Keep in mind I’m not writing a shader when this happens. I edit the landscape shader and that “compiles” fine. The error occurs when I paint a set of elements on the land that it doesn’t like. It attempts to compile the shader, fails, and then apparently caches the failure - if I don’t see the failure the first time it happens, I’m never given a chance to see it again.

And even with that failure I don’t get any kind of a useful diagnostic message, it just says, and I quote, “LogShaderCompilers:Warning: Failed to compile Material /Game/Landscapes/Materials/M_LandscapeMaterial.M_LandscapeMaterial for platform PCD3D_SM5, Default Material will be used in game.” I got this by painting a tiny patch of rock in an area in my level - no material editor involved.

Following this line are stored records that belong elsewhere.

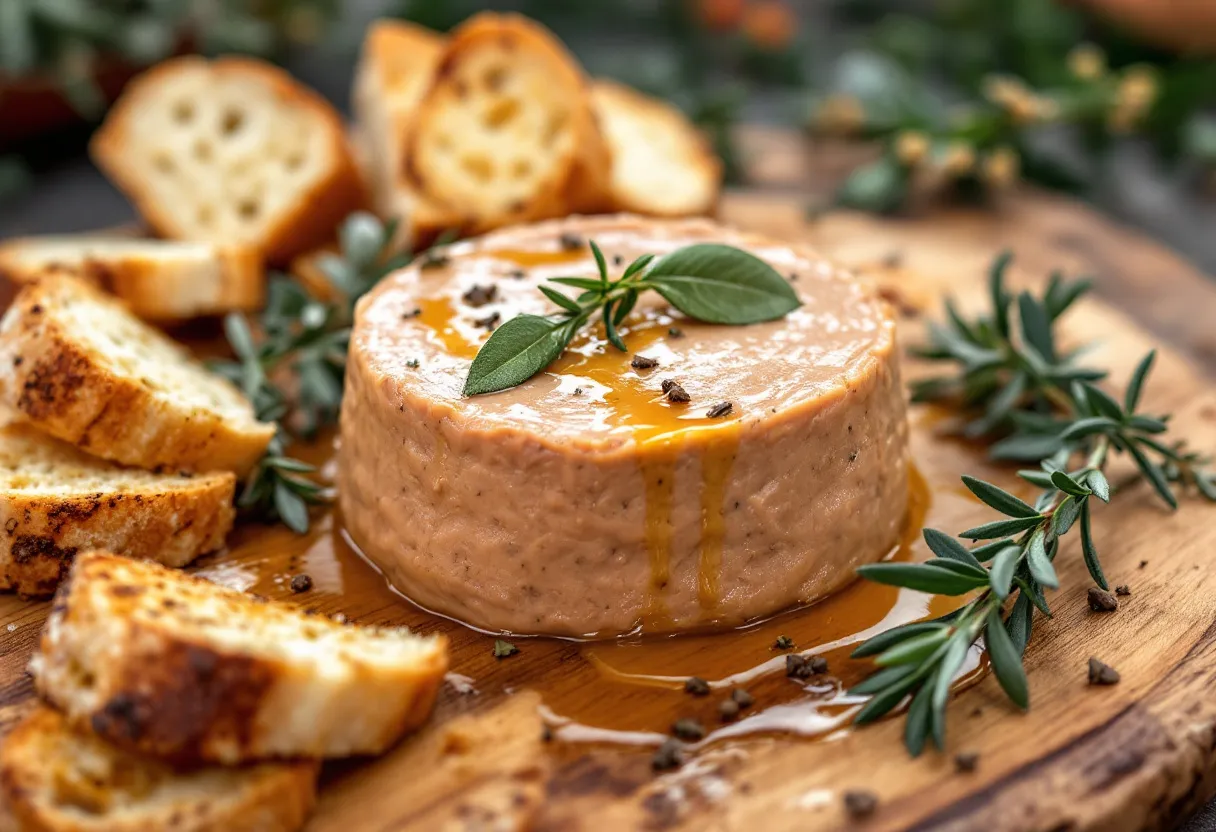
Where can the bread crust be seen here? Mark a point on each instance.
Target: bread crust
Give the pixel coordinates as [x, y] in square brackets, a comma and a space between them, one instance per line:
[159, 687]
[49, 791]
[170, 521]
[163, 290]
[65, 388]
[698, 157]
[569, 179]
[317, 212]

I won’t get that error again unless I modify the shader or unless I clear the entire shader cache. The only way I knew where to look for it was that I spent half an hour trying to figure out why it was refusing to render a chunk of my terrain properly.

Hey ZorbaTHut -

This may be an edge case that we have not come across before, is there anyway you can screenshot your entire landscape material (including functions) for us to test this.

Thank You

Eric Ketchum

It’s based directly off the Landscape example, just with another two textures, one of which has a real roughness and split-apart height texture. (Which I should probably merge into the base and normal just to save on texture lookups, but haven’t yet.)

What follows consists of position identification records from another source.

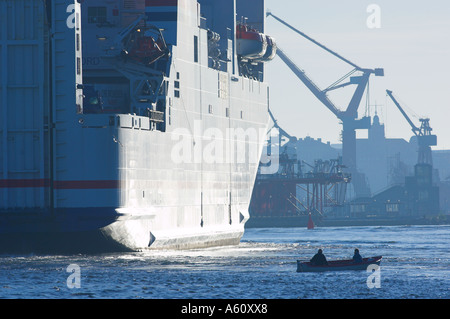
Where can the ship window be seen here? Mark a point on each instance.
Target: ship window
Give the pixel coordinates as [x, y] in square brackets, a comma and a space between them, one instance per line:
[195, 48]
[96, 14]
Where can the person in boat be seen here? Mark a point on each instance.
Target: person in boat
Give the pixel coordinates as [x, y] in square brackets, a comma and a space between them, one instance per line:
[357, 257]
[319, 259]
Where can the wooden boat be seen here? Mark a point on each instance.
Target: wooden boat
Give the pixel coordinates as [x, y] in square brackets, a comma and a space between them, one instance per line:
[338, 265]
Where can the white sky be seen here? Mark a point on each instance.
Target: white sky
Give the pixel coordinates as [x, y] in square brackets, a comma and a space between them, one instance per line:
[412, 45]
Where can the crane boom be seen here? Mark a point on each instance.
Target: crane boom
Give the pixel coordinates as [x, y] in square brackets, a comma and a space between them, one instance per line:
[314, 41]
[321, 95]
[414, 128]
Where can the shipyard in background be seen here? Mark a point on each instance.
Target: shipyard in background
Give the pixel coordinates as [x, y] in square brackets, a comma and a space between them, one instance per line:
[362, 181]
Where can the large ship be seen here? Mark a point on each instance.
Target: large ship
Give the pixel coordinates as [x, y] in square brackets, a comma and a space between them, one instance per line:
[129, 124]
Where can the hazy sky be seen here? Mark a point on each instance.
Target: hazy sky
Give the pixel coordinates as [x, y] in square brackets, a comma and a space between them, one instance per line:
[412, 45]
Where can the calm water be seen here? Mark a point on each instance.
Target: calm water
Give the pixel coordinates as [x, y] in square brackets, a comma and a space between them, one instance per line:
[416, 264]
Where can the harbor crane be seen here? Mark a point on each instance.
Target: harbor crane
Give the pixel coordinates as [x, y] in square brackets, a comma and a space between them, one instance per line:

I was able to retrieve the actual build errors and it was complaining about more than 16 texture samplers. By my count this is doable with 12, which is within limits, but I’m assuming the engine is doing some magic stuff in the background that require a few more.

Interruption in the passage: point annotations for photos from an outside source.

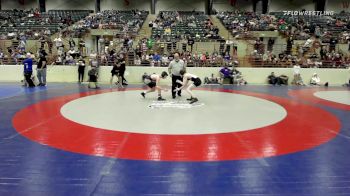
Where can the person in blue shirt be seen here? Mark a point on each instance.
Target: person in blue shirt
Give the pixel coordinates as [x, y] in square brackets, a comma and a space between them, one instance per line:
[28, 70]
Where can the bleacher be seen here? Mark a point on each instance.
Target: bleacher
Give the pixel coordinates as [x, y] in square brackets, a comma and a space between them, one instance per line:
[187, 24]
[29, 24]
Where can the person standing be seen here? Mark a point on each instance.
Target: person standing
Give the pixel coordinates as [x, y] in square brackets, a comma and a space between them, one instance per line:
[81, 69]
[152, 81]
[28, 70]
[41, 68]
[175, 66]
[189, 81]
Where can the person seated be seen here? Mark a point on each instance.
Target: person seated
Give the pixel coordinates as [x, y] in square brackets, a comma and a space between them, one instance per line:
[226, 72]
[316, 81]
[237, 77]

That said, “stats” tells me it’s using five texture samplers, which is completely impossible for any interesting mixing - I’m assuming that it is assuming the “soil” layer is at full opacity, which lets it optimize away essentially the entire shader. In this one case.

Hey ZorbaTHut -

Thank You for the clarification. I understand your issue much more clearly now. Any material can only use a total of 16 Texture Samplers but 3 of those are reserved for lighting information (depending on your shader model you are using). With the picture you have above I am seeing 11 individual samplers which should be within the realm of doable.

What I would do to really test this and see as you go exactly what the errors are, open the Output log in the editor then slowly paint each layer on the landscape and allow each to compile or not. You can see the compile error in detail in the output log (which you can scroll back through as well). Once you get a compile error look at that particular branch of the material and see if anything is amiss in the material setup (most likely a height blend issue, if there is one) In the past, simply painting the landscape with each layer one time allowed the whole shader to compile and removed compilation issues.

Thank You

Eric Ketchum

Each individual layer renders fine. Painting Grass, Soil, Cobblestone, and RockyCliffs on together causes an error:

LogShaderCompilers:Warning: Failed to compile Material /Game/Landscapes/Materials/M_LandscapeMaterial.M_LandscapeMaterial for platform PCD3D_SM5, Default Material will be used in game.
LogShaders:Warning: warning X3206: implicit truncation of vector type
LogShaders:Warning: error X4510: maximum ps_5_0 sampler register index (16) exceeded

(That’s all the layers except for the middle layer in the screenshot.)

Removing any of those component layers brings it back to functionality again.

Hey ZorbaTHut -

I checked with my colleagues and need to correct myself, with landscapes in the engine before v 4.6 Preview you are allowed a maximum of 13 texture samplers (3 of which are reserved for lighting models so really only 10 unique textures). This means your material with all the different layers painted at one spot exceed the shaders computation capacity.

Assuming you set up your materials correctly you should be able to use this setup in 4.6 Preview or later with no problems.

Thank You

Eric Ketchum

Hi, I have the same problem with 4.8 preview. Can you help me please?

Hi vinz243 -

Since this particular issue was dealing with pre-4.6 builds of the engine, can you post a new question and include screenshots of the errors you are receiving and the complete material setup.